Poland’s deficit deepens in May but external position holds firm
Poland's external position remains stable and solid, which is a good starting point ahead of the turmoil resulting from the new US tariffs on EU goods scheduled to come into force from 1 August. Still, the trade balance gap and primary income balance increased in May
The current account deficit in the balance of payments reached €1740 million in May, following a €596 million deficit in April, worse than the consensus (€666 million) and our forecast of €750 million. On a 12-month cumulative basis, the deficit increased to 1.0% of GDP in May from 0.9% of GDP in April (after revision), while the 12-month trade deficit rose to 1.6% of GDP from 1.5% of GDP a month earlier. The current account balance in May was the result of deficits in goods trade (€1.4 billion), primary income (€3.3 billion, i.e., €0.5 billion worse than a month earlier), and secondary income (€0.3 billion), as well as a substantial surplus in services trade (€3.3 billion).
In May, merchandise trade accelerated significantly, partly due to favourable calendar effects (one working day more than in May 2024). Exports expressed in euros increased by 4.2% year-on-year in May after a 1.9% decline in April (with, by contrast, unfavourable calendar effects). Imports rose by 5.2% YoY, slightly slower than the 5.5% in April. Changes in trade flows are explained by a moderate economic recovery in Poland (driving imports) and weak economic conditions in the eurozone (hampering exports), where approximately 60% of exports are directed.
According to the National Bank of Poland, export growth in May (measured in PLN) was strongest in clothing and pharmaceutical products, including re-exports. Automotive exports also rebounded, with notable gains in buses and car parts, and the decline in passenger car shipments came to a halt. Agricultural exports continued to expand. On the import side, the NBP highlighted elevated deliveries of military equipment and strong momentum in consumer and agricultural goods. However, import growth was held back by a sharp drop in oil prices - reaching their lowest PLN value since September 2021 - reflecting weaker global benchmarks and a depreciating US dollar. May marked the thirteenth straight month with a trade deficit.
We forecast a gradual widening of the current account deficit to 1.3% of GDP by the end of the year, partly due to a further deterioration in the trade deficit. The growth prospects for the German economy remain weak, although there is a chance for a slight 0.1% real GDP growth rate in this country after abandoning fiscal conservatism, following shallow declines in the past two years. We must wait until 2026 for an acceleration above 1%. Uncertainty in global trade is also being fuelled by unresolved issues regarding US-EU trade terms. According to Donald Trump's surprising decision on Saturday, 30% tariffs on imports of goods from the EU will apply from 1 August. EU officials are seeking a favourable agreement, and the EU is ready for various scenarios. Although the share of the US market in Polish exports is small (3.3% in 2024), the scale of Polish value-added exposure to this market, also through exports from other countries, is more than twice as high. The imposition of high US tariffs on EU goods would negatively impact the economic situation in Poland, mainly through the channel of a slowdown in Western Europe.

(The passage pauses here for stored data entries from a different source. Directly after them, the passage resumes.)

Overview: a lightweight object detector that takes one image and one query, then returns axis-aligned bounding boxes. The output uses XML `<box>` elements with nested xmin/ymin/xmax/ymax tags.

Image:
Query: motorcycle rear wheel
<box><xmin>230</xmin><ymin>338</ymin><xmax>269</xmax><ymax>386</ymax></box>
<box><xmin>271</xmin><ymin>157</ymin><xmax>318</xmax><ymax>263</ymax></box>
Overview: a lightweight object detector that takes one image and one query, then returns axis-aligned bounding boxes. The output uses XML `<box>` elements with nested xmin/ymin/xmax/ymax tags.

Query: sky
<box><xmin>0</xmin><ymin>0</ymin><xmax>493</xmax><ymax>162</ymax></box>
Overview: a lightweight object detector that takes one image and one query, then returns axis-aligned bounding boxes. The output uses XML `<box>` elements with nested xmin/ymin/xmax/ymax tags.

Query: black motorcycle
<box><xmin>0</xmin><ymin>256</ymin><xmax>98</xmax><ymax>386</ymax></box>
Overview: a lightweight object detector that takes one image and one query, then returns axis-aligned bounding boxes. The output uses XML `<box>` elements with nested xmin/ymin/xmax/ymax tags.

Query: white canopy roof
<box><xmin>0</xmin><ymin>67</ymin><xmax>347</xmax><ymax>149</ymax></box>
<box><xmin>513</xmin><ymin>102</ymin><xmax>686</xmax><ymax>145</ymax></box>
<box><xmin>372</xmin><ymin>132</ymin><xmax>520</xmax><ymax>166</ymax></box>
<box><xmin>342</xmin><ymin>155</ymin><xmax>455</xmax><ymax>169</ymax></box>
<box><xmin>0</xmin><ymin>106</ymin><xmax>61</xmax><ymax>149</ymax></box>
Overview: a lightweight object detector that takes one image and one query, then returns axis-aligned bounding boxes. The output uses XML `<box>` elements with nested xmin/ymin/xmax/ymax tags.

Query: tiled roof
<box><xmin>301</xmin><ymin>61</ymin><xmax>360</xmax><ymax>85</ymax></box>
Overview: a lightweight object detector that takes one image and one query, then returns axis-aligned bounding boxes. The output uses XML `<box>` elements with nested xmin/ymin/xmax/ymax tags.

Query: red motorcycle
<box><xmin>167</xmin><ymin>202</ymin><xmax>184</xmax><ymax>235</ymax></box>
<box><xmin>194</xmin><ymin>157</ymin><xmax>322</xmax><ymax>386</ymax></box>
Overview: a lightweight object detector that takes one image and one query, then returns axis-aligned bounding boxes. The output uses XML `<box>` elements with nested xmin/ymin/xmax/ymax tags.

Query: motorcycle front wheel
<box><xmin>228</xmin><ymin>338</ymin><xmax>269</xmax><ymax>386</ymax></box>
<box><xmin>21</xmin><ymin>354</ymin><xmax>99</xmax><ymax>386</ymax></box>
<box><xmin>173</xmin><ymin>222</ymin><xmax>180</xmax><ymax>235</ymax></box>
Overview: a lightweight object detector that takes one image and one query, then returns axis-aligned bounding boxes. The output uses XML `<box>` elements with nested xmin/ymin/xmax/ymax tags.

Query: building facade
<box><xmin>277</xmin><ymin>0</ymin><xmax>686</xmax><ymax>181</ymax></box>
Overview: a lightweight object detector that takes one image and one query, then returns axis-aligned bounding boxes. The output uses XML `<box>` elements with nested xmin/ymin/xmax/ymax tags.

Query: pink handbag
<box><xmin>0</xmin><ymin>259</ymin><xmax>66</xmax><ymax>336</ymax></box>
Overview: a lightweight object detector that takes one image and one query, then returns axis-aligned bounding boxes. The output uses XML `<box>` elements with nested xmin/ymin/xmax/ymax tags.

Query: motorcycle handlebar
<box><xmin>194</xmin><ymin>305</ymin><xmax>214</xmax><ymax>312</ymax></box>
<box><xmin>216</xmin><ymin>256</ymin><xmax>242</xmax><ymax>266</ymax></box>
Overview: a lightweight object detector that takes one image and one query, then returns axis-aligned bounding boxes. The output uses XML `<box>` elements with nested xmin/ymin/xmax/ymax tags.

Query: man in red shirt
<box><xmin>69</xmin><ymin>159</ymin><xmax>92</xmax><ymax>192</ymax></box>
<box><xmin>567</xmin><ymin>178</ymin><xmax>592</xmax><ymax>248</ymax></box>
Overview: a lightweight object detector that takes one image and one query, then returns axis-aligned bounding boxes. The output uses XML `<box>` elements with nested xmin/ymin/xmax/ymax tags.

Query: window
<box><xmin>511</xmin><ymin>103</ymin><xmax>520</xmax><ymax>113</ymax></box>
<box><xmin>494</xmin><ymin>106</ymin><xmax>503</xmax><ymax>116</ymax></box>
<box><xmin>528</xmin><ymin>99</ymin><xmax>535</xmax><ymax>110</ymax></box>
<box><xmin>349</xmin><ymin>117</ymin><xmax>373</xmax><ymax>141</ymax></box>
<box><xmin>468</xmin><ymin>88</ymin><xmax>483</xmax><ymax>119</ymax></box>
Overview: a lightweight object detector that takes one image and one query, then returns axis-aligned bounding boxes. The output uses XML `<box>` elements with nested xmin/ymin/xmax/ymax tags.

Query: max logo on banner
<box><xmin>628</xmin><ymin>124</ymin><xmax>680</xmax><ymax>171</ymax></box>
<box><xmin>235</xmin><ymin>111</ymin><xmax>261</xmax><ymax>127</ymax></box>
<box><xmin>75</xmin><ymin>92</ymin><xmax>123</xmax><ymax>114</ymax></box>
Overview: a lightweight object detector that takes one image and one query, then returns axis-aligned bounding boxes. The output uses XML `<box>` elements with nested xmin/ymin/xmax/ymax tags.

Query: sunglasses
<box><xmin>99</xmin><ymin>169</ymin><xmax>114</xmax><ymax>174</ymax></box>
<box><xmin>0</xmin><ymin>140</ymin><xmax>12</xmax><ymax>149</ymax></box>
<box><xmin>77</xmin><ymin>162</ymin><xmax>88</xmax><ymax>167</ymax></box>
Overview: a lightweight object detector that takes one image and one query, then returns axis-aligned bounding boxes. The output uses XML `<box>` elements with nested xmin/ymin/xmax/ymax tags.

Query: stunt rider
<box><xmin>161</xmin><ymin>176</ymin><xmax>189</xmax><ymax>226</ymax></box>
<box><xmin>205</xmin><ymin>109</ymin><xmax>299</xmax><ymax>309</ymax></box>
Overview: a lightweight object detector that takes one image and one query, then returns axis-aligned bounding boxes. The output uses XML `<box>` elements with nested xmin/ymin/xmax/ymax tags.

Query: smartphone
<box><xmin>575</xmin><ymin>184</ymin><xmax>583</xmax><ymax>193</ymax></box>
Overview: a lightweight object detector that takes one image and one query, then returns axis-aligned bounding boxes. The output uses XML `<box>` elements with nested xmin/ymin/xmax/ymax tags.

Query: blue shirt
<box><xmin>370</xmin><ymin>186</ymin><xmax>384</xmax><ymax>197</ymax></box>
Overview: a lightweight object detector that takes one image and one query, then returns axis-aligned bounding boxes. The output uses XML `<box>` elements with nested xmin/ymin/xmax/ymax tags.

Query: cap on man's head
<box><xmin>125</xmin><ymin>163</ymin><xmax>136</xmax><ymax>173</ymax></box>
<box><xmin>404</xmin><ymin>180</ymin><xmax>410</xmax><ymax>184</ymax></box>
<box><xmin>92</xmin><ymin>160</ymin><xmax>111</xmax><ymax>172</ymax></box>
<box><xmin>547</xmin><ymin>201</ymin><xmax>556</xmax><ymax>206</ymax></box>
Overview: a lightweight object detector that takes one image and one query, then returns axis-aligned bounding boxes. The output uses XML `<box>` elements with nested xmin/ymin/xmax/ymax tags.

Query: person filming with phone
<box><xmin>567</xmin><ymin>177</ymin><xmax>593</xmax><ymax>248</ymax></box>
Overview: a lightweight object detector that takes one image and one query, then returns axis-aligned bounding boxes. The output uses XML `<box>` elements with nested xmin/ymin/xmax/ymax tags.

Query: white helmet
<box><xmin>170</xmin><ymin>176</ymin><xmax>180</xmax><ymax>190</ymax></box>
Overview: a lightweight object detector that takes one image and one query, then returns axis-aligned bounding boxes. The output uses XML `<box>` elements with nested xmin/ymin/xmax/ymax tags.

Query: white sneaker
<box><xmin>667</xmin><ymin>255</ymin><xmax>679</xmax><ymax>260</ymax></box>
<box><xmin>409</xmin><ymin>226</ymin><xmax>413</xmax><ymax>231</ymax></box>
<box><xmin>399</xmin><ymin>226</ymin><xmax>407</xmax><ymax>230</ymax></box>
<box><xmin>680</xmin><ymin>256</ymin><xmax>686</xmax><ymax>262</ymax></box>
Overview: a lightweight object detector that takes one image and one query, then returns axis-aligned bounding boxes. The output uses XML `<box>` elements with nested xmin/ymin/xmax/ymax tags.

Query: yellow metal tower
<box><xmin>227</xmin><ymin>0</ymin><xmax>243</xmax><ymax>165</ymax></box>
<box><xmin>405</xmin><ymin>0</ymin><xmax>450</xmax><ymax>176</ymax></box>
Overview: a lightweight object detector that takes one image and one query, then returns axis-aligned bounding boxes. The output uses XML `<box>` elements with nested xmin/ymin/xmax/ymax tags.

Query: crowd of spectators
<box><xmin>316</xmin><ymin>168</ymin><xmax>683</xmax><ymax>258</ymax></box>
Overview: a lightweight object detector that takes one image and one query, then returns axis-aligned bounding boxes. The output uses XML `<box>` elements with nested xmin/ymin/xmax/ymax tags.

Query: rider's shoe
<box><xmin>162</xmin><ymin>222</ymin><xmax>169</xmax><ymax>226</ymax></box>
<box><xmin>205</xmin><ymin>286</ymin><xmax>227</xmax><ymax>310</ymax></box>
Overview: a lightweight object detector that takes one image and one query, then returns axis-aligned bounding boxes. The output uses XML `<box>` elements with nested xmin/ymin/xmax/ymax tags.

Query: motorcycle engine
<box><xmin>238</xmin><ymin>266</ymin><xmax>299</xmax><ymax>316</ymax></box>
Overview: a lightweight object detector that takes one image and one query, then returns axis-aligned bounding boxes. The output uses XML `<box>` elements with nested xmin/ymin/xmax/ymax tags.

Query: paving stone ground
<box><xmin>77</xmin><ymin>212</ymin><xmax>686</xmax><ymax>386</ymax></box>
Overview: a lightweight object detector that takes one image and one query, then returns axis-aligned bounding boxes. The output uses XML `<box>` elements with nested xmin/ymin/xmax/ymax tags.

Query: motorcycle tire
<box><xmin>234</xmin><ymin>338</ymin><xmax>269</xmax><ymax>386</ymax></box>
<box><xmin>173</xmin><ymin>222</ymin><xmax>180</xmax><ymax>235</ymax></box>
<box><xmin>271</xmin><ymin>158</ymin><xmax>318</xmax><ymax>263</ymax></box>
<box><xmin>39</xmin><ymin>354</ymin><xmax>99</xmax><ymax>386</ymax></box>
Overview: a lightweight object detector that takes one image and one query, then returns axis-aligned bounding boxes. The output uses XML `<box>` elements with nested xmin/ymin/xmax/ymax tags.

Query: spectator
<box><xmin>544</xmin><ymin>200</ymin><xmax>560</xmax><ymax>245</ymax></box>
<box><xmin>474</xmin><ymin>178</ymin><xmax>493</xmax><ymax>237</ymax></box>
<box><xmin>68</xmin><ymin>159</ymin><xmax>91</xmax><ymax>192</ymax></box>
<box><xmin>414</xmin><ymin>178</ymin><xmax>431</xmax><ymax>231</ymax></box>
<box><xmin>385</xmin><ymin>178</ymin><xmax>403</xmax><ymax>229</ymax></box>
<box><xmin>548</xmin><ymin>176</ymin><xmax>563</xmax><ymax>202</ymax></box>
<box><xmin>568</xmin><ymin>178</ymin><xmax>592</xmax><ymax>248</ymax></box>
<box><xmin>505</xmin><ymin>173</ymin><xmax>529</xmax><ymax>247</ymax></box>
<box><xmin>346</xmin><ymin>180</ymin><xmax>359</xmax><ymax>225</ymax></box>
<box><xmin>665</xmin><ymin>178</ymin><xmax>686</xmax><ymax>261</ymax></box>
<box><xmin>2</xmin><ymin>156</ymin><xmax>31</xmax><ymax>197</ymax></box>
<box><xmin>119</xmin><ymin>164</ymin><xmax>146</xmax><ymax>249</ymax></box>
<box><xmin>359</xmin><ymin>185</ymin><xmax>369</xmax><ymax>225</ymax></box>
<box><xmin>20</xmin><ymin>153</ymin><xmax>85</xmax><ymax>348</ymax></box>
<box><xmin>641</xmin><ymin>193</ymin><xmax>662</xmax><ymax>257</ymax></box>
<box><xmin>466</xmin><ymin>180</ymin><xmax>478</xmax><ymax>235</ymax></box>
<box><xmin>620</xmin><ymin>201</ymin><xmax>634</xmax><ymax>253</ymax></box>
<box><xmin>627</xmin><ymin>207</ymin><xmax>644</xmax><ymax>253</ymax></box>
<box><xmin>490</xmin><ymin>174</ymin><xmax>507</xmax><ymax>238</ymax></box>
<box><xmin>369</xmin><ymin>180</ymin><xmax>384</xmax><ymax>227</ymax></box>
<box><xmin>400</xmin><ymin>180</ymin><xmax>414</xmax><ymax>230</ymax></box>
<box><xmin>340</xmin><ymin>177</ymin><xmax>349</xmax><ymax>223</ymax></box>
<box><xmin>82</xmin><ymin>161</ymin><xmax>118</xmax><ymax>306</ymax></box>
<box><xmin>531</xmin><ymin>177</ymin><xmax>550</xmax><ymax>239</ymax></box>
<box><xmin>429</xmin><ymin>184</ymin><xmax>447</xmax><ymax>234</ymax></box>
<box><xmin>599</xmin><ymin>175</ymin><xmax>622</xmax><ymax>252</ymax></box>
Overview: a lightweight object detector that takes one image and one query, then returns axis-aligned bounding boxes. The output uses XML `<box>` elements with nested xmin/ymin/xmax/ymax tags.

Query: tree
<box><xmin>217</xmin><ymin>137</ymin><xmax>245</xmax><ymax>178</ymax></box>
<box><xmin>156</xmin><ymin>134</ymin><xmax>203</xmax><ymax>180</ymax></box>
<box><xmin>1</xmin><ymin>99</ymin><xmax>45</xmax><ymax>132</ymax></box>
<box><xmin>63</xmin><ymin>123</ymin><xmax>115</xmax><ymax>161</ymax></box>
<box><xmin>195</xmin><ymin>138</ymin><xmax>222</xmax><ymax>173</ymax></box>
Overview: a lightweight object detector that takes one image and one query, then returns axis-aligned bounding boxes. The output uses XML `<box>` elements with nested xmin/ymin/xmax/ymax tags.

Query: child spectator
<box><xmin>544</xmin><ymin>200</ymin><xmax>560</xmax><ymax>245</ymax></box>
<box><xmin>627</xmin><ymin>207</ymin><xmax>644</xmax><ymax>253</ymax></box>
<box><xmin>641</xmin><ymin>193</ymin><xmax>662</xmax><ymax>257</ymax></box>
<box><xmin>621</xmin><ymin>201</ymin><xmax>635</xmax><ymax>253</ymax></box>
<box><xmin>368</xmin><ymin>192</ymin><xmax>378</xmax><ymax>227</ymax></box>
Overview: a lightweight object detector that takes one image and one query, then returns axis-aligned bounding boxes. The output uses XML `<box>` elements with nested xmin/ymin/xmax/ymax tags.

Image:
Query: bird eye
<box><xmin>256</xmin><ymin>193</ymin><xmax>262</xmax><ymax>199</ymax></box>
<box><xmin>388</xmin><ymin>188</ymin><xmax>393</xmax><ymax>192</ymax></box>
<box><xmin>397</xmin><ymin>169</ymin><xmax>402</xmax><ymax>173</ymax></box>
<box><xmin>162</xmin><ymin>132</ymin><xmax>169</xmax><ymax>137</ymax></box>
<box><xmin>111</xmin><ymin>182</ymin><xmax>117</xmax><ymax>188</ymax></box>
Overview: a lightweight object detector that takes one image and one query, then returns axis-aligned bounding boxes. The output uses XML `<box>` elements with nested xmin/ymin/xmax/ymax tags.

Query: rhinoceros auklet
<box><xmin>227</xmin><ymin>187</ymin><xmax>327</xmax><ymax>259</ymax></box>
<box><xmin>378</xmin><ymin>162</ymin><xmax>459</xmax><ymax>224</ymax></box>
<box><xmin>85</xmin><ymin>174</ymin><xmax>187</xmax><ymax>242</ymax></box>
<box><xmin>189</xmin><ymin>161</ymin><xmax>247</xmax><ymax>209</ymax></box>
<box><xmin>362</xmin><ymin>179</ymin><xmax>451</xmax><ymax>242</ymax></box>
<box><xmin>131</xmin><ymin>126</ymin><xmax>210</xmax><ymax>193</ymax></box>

Polish exports are not particularly supported by the relatively strong zloty, which trades in a fairly narrow range around 4.25 per euro. May’s balance of payments data remains neutral for the zloty. Poland's external position remains solid and balanced. For the FX market, geopolitical factors and changes in the main currency pair USD/EUR are crucial, as well as expectations for further monetary policy easing by the NBP after the summer holidays and at the beginning of 2026.